Wir handeln manchmal intuitiv, das ist fast schon wie in Filmszenen. Das Handeln scheint maximal frei aber auch festgelegt zu sein. Wie oft ist dieses Handeln richtig?

(Man überlegt nicht sichtbar Schritt für Schritt, sondern etwas in einem weiß plötzlich, was zu tun ist. Dadurch wirkt die Handlung frei, spontan und unmittelbar – zugleich aber fast so, als hätte sie sich schon lange vorbereitet und müsse jetzt nur noch geschehen.
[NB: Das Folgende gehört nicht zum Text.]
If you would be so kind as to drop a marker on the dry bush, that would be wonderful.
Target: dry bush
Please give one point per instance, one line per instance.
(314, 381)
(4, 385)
Wie oft dieses Handeln richtig ist, hängt stark davon ab, worauf die Intuition beruht. In Bereichen, in denen jemand viel Erfahrung gesammelt hat und viele ähnliche Situationen kennt, kann Intuition erstaunlich zuverlässig sein. Dann ist sie gewissermaßen verdichtete Erfahrung: Das Gehirn erkennt Muster, bevor das bewusste Denken sie vollständig formulieren kann. Ein erfahrener Arzt, Schachspieler, Feuerwehrmann oder auch ein sozial sehr erfahrener Mensch kann manchmal in Sekunden etwas erfassen, wofür eine explizite Analyse viel länger brauchen würde.

Anders ist es in neuen, emotional aufgeladenen oder stark verzerrten Situationen. Dort kann sich auch Angst, Wunschdenken, Gewohnheit oder Vorurteil wie Intuition anfühlen. Das Gefühl von Gewissheit ist daher kein Beweis für Richtigkeit. Gerade bei Entscheidungen mit großen Konsequenzen lohnt es sich oft, die intuitive Antwort zunächst ernst zu nehmen und anschließend noch einmal nüchtern zu prüfen. 

Intuition ist besonders gut, wenn sie auf reichhaltiger Erfahrung in einer einigermaßen regelmäßigen Welt beruht; deutlich unsicherer ist sie dort, wo Erfahrung fehlt oder starke Gefühle das Urteil verzerren. Das macht intuitives Handeln nicht weniger faszinierend – im Gegenteil. Es erklärt vielleicht gerade, warum manche Momente tatsächlich fast wie Filmszenen wirken.)